In contrast, Laura Letinsky of the visual arts program talked about how image-based media reach the viewer, in particular through her personal photography. She briefly discussed how image acts as a metonymy—a symbol for the image but not the thing itself—for materialist desires, in Dutch still life and modern advertising alike. She emphasized this property in one of her own still life collections, “To Want for Nothing”: Photographed arrangements of object photography that highlight the separation between the image and the material.   

The next artist, Visual Arts faculty lecturer Amber Ginsburg, focuses on ceramics in her work to explore the personal as political. She frames her art as a transformation in scale of domestic materials: FLO(we){u}R, for example, focuses on the World War I shift in U.S. ceramic production from home goods to Mark 5 test bombs. Ginsburg recreated a bomb-test factory for gallery visitors to participate in this process.   

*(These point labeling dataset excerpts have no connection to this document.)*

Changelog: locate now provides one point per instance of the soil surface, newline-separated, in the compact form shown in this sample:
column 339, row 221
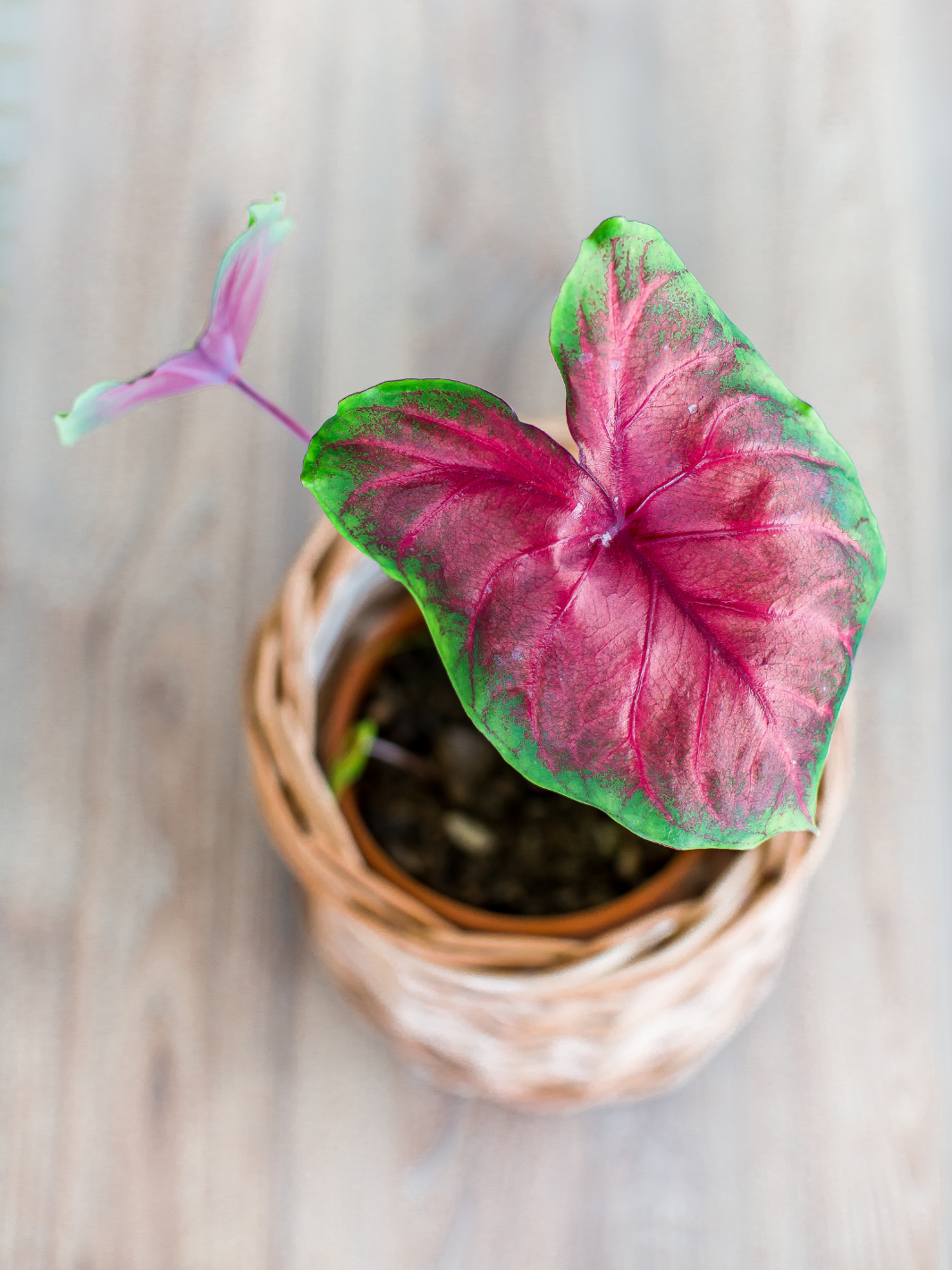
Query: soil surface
column 470, row 826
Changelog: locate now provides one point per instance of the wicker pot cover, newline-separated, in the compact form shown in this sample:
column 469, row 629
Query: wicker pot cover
column 535, row 1021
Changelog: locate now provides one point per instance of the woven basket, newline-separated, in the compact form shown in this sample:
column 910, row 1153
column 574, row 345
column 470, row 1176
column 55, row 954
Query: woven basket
column 535, row 1021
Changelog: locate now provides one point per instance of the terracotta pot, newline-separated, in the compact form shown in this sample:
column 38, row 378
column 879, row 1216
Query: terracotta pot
column 537, row 1020
column 683, row 876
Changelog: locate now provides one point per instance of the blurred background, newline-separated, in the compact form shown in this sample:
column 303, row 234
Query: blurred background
column 179, row 1083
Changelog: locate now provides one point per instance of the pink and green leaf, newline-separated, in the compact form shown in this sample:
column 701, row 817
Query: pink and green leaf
column 664, row 628
column 238, row 295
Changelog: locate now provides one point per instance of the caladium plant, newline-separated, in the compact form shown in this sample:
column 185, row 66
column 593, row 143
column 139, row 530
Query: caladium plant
column 662, row 626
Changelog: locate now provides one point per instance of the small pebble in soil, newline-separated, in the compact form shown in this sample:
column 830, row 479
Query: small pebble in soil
column 484, row 834
column 468, row 834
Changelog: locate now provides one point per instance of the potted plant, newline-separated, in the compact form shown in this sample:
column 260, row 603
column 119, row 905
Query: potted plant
column 659, row 631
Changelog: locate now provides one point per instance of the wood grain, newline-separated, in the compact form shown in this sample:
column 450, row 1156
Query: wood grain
column 181, row 1086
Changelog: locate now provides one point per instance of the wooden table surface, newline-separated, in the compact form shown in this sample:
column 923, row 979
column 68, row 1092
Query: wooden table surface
column 181, row 1088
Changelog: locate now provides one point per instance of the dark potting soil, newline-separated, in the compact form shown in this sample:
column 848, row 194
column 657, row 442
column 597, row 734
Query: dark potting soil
column 476, row 829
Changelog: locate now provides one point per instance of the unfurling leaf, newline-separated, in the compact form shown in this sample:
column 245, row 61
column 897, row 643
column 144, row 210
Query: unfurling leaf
column 350, row 765
column 239, row 292
column 664, row 628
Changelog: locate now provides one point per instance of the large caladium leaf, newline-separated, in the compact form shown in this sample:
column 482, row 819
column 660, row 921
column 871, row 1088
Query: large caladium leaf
column 664, row 628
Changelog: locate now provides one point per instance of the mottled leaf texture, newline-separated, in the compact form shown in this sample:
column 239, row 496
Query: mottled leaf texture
column 664, row 628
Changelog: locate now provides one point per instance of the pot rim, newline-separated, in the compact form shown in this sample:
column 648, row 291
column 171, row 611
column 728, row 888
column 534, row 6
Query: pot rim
column 682, row 877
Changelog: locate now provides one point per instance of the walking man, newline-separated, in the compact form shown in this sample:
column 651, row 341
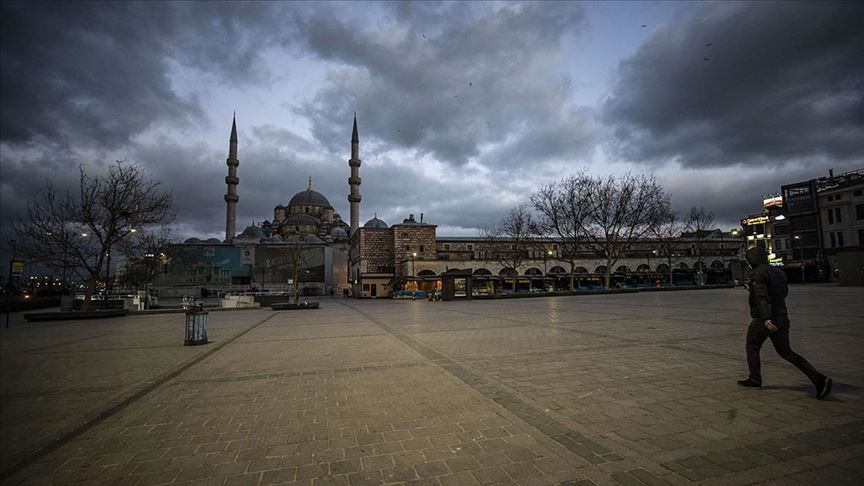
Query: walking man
column 768, row 292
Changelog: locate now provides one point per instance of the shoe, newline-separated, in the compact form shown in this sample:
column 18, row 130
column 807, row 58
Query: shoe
column 823, row 388
column 749, row 383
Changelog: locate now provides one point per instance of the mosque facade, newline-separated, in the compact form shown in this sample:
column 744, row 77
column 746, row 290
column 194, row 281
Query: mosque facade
column 308, row 241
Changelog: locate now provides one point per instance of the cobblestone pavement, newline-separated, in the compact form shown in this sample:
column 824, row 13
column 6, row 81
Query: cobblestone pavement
column 606, row 389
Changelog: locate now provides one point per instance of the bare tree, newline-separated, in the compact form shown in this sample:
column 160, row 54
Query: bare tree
column 621, row 210
column 82, row 230
column 299, row 255
column 667, row 232
column 699, row 223
column 511, row 239
column 563, row 209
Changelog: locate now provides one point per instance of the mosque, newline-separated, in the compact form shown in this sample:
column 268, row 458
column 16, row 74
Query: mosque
column 308, row 241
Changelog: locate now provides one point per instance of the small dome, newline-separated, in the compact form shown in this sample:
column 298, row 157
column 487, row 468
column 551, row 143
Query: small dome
column 301, row 219
column 312, row 240
column 375, row 223
column 252, row 233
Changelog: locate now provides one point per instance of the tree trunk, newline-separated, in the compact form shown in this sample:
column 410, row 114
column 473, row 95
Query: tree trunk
column 88, row 294
column 296, row 283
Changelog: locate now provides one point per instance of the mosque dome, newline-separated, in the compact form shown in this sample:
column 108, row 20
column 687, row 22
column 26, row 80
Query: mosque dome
column 312, row 240
column 375, row 223
column 252, row 233
column 309, row 197
column 301, row 219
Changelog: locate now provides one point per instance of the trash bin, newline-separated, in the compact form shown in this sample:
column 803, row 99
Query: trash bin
column 196, row 325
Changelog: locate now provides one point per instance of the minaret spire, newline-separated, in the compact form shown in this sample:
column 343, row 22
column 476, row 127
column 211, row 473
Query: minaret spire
column 232, row 180
column 354, row 181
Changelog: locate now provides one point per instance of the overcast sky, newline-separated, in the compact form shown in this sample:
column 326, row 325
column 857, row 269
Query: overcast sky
column 463, row 108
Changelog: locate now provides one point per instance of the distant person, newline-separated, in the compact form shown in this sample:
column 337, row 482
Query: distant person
column 768, row 291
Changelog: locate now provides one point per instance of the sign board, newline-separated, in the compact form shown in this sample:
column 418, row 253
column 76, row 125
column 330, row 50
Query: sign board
column 16, row 267
column 772, row 202
column 755, row 220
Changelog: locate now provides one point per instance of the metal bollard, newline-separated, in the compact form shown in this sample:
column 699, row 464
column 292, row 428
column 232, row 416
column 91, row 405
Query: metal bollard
column 196, row 324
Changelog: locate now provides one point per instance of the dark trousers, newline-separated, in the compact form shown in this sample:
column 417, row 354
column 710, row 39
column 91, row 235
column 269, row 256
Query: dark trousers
column 757, row 333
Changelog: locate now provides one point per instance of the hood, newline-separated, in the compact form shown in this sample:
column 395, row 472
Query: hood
column 756, row 256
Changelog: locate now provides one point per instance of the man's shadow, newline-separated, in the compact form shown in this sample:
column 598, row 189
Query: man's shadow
column 806, row 387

Ginsburg views ceramics as the “conduit for the materials that are outside of us to become inside of us,” making it a useful medium to address the personal as political. This was exemplified in her work Tea Project where she served tea in faux-Styrofoam ceramic cups with the name and country of origin of a Guantanamo inmate. She believes that familiar rituals like serving tea prepare people for discussions on uncomfortable political topics.   

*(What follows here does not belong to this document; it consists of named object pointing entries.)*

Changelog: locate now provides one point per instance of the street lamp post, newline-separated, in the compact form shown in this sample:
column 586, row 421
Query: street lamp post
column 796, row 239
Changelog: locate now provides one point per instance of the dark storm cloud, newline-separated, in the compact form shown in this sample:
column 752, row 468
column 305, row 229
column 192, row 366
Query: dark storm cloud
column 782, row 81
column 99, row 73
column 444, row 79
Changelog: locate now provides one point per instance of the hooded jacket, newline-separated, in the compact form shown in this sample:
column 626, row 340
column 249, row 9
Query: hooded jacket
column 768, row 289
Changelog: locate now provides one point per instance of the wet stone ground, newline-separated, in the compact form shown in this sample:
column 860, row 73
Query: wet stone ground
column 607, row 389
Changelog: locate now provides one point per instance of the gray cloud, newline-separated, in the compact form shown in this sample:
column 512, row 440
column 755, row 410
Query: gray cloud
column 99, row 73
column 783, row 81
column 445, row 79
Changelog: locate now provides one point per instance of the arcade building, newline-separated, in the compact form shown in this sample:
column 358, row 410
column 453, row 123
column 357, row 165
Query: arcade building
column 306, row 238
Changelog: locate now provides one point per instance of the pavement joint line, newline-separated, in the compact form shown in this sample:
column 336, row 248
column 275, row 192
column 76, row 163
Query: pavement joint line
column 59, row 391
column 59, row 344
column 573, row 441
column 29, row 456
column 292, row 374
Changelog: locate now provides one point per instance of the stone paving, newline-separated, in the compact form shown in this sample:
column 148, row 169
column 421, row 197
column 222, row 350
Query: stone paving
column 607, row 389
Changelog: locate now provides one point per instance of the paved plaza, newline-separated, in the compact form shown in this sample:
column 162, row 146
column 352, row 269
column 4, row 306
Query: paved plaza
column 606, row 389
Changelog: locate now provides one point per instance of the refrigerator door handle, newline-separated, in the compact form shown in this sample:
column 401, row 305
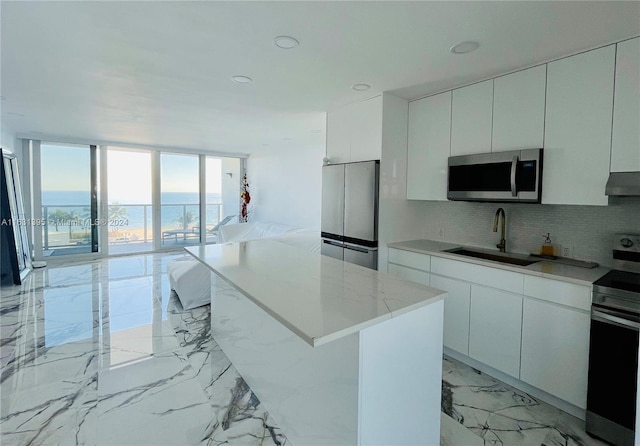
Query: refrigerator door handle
column 356, row 248
column 329, row 242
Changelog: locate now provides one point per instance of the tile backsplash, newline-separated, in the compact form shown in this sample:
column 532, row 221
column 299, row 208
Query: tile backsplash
column 587, row 230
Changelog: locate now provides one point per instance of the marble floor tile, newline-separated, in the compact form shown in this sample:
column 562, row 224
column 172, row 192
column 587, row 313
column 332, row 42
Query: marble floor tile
column 503, row 415
column 102, row 353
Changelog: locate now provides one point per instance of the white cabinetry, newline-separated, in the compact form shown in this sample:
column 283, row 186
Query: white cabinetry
column 471, row 118
column 518, row 110
column 482, row 307
column 495, row 328
column 354, row 133
column 625, row 142
column 429, row 146
column 555, row 350
column 409, row 265
column 578, row 128
column 532, row 328
column 456, row 312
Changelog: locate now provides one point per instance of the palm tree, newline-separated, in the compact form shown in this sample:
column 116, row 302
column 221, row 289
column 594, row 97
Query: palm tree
column 56, row 217
column 186, row 219
column 116, row 212
column 70, row 220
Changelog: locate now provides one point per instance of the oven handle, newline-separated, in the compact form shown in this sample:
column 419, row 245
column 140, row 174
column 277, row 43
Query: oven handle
column 615, row 320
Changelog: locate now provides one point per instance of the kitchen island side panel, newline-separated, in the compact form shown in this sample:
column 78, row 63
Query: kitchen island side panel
column 312, row 393
column 400, row 379
column 377, row 386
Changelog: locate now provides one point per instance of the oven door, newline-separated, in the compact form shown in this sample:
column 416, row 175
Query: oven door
column 613, row 367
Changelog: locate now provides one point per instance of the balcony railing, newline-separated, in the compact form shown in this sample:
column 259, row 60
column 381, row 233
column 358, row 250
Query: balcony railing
column 70, row 225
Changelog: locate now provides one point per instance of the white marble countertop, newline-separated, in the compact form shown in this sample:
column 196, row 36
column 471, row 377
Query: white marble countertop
column 542, row 268
column 319, row 298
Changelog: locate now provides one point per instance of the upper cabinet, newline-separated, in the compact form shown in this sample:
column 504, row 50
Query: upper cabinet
column 625, row 142
column 518, row 110
column 354, row 132
column 578, row 128
column 471, row 119
column 429, row 145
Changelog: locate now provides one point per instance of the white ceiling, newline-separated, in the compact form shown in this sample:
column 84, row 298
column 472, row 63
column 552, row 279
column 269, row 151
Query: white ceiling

The final artist, Jennifer Scappettone, discussed the environment and permeability of the home and the self and how it applies to her work. She described care as “a political necessity and a radical act.” Her work addresses the porosity of cities and living space to water and air, drawn in part of her childhood home, which EPA identified as a toxic waste contamination site. She played a video of a performance she designed in New York City, in which trash was threaded on strings on top of a “capped” landfill outside Manhattan, a place where the garbage is no longer visible but the trauma, Scappettone argues, is still apparent.   

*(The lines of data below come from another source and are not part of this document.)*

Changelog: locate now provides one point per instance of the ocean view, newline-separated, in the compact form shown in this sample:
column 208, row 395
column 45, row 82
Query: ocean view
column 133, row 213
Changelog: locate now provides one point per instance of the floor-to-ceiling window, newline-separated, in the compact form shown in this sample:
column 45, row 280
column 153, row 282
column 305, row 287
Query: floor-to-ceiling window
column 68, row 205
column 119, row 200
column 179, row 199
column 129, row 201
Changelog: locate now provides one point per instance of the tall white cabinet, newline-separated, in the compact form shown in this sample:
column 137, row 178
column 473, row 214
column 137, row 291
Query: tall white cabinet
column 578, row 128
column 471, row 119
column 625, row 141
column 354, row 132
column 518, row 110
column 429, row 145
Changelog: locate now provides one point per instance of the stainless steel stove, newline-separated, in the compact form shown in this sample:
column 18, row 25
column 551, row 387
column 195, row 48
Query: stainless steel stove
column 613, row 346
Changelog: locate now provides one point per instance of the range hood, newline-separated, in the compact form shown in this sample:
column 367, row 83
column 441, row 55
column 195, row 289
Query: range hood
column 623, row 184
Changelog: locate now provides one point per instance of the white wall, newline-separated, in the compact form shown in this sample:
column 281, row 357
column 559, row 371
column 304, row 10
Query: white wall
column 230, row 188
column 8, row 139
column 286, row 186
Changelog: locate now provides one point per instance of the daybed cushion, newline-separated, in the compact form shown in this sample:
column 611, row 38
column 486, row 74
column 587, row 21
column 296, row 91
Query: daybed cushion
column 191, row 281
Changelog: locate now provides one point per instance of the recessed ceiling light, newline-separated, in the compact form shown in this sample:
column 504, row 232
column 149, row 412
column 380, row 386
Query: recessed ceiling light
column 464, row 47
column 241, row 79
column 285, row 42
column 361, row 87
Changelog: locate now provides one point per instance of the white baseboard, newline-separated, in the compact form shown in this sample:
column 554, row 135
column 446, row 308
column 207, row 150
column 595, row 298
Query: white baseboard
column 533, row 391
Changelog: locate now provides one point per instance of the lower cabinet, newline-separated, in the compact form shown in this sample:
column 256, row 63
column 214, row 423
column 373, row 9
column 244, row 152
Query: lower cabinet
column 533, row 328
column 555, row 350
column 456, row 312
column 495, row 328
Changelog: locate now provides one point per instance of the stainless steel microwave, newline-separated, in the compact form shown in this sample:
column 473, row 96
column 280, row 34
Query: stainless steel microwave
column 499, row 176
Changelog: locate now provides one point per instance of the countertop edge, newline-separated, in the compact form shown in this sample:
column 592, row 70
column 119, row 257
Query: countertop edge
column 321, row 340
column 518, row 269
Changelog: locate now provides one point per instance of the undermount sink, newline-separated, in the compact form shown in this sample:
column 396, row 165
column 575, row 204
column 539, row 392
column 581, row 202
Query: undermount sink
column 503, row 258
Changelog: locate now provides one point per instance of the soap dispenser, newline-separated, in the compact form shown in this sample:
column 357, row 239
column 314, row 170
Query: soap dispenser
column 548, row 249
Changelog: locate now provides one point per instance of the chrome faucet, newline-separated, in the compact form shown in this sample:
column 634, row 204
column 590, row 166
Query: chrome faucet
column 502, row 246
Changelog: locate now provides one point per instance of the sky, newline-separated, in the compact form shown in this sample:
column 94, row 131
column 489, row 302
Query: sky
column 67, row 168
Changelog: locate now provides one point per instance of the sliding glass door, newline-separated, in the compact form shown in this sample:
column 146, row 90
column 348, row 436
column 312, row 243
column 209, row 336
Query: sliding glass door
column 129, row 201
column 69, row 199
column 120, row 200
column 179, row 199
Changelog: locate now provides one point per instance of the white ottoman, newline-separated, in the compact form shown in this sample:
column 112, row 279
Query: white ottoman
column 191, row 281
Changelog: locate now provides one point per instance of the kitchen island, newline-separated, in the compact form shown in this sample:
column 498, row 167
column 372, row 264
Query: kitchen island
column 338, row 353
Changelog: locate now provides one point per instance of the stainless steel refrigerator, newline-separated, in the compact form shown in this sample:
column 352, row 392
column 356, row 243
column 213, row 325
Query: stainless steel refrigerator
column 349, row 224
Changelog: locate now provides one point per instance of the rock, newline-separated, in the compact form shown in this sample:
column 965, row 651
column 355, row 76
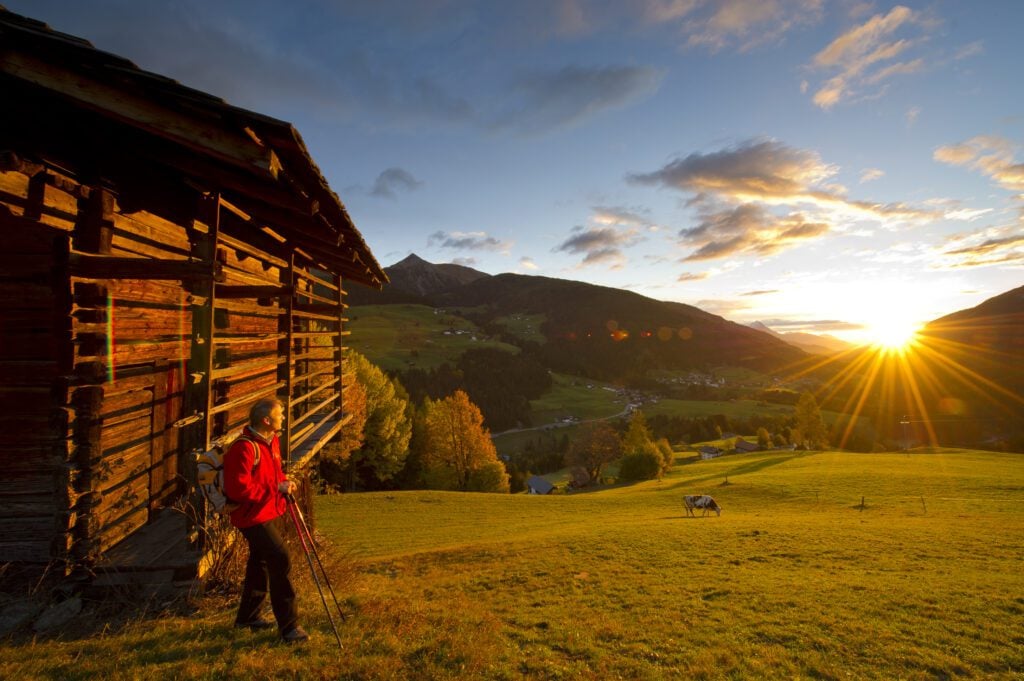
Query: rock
column 57, row 615
column 16, row 613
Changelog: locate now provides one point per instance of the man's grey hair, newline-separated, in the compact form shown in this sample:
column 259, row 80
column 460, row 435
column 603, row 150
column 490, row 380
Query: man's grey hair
column 261, row 410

The panelists all found different ways to frame the problem of the personal as political, but one common thread ran throughout all of their work: that intentional internalization is required to address the implication of the larger political world. Addressing the political requires a transposition of the private to the public, especially in a culture where the woman’s sphere has long been insular, and a shift in scale that reflects how individual action affects the social atmosphere.